Europa

La Polonia e la “terza guerra mondiale” con l’Ue: bufera sul premier

Sale ulteriormente la tensione tra Unione europea e Polonia. La recente sentenza della Corte Costituzionale polacca sulla prevalenza del diritto nazionale su quello comunitario sta lasciando il segno. La prima a muoversi è stata la Commissione europea guidata da Ursula von der Leyen, che ha minacciato sanzioni nel caso in cui la Polonia dovesse insistere su questa strada. La risposta, durissima, arriva in prima persona dal premier del Paese est europeo, Mateusz Morawiecki. Il suo riferimento ad una ipotetica “terza guerra mondiale” scatena la polemica politica.

L’intervista del premier polacco al quotidiano Financial Times sta facendo il giro del mondo. Il giornalista gli domanda quale sia la posizione della Polonia su decisioni fondamentali come il pacchetto sul clima che potrebbero incidere molto sulla legislazione dei singoli Paesi membri dell’Ue. “Cosa accadrà se la Commissione europea darà inizio alla terza guerra mondiale? Se iniziano la terza guerra mondiale, difenderemo i nostri diritti con tutte le armi a nostra disposizione”, replica secco Morawiecki.

Scontro aperto tra Polonia e Ue

“Se qualcuno ci attaccherà in modo completamente ingiusto, ci difenderemo in ogni modo possibile. – ribadisce il premier polacco – Riteniamo che questo sia un approccio già discriminatorio e un tipo di diktat. Ma se peggiorerà, dovremo pensare alla nostra strategia”. Dichiarazioni durissime che lasciano intendere come la Polonia non sia disposta ad arretrare di un millimetro sulla questione.

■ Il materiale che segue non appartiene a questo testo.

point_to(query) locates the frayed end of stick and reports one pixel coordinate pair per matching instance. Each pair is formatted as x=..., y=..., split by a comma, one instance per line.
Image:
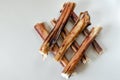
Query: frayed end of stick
x=44, y=55
x=64, y=75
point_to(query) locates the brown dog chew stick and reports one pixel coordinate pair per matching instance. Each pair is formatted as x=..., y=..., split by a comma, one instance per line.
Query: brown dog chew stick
x=55, y=32
x=68, y=70
x=86, y=32
x=43, y=32
x=74, y=45
x=80, y=25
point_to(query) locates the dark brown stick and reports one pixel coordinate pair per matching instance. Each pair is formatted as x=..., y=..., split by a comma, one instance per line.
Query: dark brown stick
x=43, y=32
x=68, y=70
x=80, y=25
x=74, y=45
x=54, y=34
x=86, y=32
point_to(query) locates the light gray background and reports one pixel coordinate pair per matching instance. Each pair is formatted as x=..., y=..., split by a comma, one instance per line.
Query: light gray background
x=19, y=42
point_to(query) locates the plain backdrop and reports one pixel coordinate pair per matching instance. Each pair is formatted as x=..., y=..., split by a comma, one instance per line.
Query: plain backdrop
x=19, y=42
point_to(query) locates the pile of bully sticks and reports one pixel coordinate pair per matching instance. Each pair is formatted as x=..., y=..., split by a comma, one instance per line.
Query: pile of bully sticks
x=69, y=38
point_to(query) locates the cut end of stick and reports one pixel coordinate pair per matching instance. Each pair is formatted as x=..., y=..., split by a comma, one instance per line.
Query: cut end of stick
x=84, y=61
x=101, y=52
x=64, y=75
x=44, y=55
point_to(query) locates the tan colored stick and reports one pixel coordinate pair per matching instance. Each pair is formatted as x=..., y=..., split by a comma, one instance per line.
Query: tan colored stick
x=78, y=28
x=43, y=32
x=68, y=70
x=75, y=45
x=54, y=34
x=86, y=32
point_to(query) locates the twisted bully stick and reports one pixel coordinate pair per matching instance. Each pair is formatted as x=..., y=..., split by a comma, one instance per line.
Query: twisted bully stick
x=55, y=32
x=68, y=70
x=74, y=45
x=80, y=25
x=86, y=32
x=43, y=32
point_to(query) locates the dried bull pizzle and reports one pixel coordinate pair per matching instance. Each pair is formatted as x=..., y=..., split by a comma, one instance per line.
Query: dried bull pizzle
x=69, y=38
x=54, y=34
x=80, y=25
x=75, y=45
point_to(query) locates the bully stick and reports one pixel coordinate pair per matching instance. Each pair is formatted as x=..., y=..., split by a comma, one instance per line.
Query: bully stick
x=43, y=32
x=80, y=25
x=55, y=32
x=68, y=70
x=74, y=45
x=86, y=32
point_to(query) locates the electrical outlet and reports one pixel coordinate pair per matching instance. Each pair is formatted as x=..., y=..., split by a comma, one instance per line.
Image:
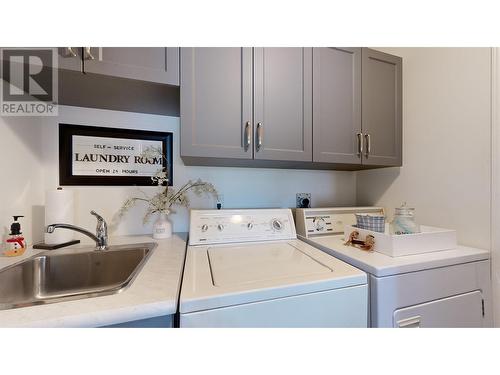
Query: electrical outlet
x=303, y=200
x=220, y=202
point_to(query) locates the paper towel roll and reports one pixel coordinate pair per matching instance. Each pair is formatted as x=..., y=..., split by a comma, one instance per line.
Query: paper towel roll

Ma il riferimento di Morawiecki alla “terza guerra mondiale” e il suo linguaggio bellicoso provocano la reazione preoccupata dell’Ue. “Non reagiamo mai a dichiarazioni rese in interviste. Ma l’Unione Europea è un progetto che ha contribuito con grande successo a stabilire una pace duratura fra i suoi Stati membri e continuerà a farlo. Non c’è posto per la retorica della guerra”, dichiara il portavoce della Commissione, Eric Mamer. Reazione dell’Ue che induce il portavoce del premier polacco ad aggiustare il tiro. “Quella della terza guerra mondiale è un’iperbole, una figura retorica che viene utilizzata in varie situazioni e non va presa alla lettera”, rassicura tutti Piotr Muller.